Convention: Use three comment sections in every query on a multi-parameter dashboard:

  1. // Base Query — event source and structural filters
  2. // Dashboard parameters — global parameters shared across all sections
  3. // Section parameters — parameters scoped to this section only

This makes it immediately obvious which filters are interactive vs. structural.

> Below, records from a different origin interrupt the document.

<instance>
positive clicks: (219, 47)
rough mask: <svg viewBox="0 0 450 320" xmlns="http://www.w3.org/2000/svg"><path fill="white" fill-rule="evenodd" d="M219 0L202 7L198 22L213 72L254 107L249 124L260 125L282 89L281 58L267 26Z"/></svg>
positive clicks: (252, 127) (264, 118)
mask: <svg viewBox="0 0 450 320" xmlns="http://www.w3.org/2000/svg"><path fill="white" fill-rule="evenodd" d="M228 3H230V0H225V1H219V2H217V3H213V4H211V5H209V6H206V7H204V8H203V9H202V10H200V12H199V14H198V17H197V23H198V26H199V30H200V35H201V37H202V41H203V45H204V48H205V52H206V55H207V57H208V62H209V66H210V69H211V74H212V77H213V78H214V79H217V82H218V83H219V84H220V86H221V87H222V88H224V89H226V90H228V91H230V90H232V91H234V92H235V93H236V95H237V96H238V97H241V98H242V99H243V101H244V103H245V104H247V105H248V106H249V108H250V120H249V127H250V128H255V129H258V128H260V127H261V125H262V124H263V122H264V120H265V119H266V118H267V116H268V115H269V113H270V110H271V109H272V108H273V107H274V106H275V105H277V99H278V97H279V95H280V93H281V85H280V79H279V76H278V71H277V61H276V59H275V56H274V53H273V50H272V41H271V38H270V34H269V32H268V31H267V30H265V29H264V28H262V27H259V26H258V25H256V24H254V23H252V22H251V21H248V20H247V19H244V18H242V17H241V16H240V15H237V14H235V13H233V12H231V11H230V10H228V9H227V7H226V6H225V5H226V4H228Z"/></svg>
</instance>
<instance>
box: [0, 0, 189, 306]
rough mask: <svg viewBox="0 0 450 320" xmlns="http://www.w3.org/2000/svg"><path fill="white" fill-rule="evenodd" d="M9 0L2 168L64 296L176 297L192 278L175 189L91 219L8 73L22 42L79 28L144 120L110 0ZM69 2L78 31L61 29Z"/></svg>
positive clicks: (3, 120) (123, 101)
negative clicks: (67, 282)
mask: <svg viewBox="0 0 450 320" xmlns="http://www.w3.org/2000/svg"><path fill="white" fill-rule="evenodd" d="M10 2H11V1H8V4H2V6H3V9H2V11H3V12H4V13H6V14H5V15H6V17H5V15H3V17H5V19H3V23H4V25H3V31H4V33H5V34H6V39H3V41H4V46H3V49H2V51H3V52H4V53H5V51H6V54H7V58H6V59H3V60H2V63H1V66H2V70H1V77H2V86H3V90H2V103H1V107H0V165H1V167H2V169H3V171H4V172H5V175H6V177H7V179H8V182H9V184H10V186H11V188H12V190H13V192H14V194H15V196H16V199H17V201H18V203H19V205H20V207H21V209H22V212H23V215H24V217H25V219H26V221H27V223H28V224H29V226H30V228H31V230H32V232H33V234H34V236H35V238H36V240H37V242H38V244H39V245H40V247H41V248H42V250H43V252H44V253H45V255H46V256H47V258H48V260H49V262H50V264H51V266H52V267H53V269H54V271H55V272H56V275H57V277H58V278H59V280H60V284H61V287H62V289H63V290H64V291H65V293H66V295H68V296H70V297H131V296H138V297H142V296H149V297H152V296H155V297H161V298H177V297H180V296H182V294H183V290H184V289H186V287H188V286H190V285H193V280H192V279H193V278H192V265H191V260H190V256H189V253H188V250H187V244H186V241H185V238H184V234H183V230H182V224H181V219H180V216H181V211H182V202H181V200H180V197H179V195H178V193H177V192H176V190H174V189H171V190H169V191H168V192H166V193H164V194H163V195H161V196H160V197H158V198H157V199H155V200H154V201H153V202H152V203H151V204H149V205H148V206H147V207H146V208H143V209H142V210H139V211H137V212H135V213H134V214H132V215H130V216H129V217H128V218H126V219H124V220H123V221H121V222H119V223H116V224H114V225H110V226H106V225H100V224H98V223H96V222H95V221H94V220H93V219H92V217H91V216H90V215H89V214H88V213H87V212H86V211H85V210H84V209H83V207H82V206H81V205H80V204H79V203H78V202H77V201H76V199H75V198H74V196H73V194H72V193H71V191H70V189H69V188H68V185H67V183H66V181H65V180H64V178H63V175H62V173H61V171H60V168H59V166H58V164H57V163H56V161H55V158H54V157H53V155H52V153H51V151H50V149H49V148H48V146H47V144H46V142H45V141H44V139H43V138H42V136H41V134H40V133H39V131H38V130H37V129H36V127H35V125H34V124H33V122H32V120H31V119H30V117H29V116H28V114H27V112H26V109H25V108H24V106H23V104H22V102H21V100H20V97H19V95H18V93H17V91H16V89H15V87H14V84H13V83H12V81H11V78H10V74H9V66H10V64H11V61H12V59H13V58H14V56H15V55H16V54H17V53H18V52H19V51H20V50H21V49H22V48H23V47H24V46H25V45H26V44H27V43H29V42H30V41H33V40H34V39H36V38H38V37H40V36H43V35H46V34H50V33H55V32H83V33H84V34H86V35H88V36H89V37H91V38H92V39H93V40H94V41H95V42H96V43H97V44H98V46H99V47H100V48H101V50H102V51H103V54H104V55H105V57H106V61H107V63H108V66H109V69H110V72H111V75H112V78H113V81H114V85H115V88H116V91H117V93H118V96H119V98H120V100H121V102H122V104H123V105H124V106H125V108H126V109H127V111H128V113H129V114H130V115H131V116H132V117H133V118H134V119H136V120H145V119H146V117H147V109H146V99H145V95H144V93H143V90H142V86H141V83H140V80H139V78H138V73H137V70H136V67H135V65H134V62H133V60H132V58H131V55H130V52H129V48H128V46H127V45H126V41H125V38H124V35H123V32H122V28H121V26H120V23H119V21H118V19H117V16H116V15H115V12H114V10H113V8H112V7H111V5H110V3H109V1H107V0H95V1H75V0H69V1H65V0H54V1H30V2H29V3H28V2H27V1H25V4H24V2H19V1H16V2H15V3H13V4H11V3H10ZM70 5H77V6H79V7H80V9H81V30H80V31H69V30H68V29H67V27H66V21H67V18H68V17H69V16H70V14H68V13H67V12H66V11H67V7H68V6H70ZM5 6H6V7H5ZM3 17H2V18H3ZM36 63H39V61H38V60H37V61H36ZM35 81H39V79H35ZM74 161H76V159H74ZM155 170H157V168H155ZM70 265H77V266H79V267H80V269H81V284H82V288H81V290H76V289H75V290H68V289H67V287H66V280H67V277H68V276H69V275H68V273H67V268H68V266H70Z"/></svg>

Data Source Detector Pattern

A common "health check" widget that shows whether a data source is actively ingesting:

#repo="base_sensor" #event_simpleName="DataEgress"
| stats([
    count(as=_eventCount),
    max(@timestamp, as=_latest_event)
  ])
| "Data Source" := "⛁ My Data Source"
| case {
    _eventCount > 0 | Status := "✅" | _latest_event_duration := now() - _latest_event;
    *               | Status := "❌";
  }
| table(["Data Source", Status, _eventCount, _latest_event_duration])
| default(value="-", field=[_latest_event_duration])
| rename(_latest_event_duration, as="Last Ingest")
    visualization: table-view
    options:
      configured-columns:
        Last Ingest:
          data-type: time_duration

Place this as a small width: 5–6, height: 2 widget at the top of a section. It confirms data is flowing before analysts spend time interpreting empty charts.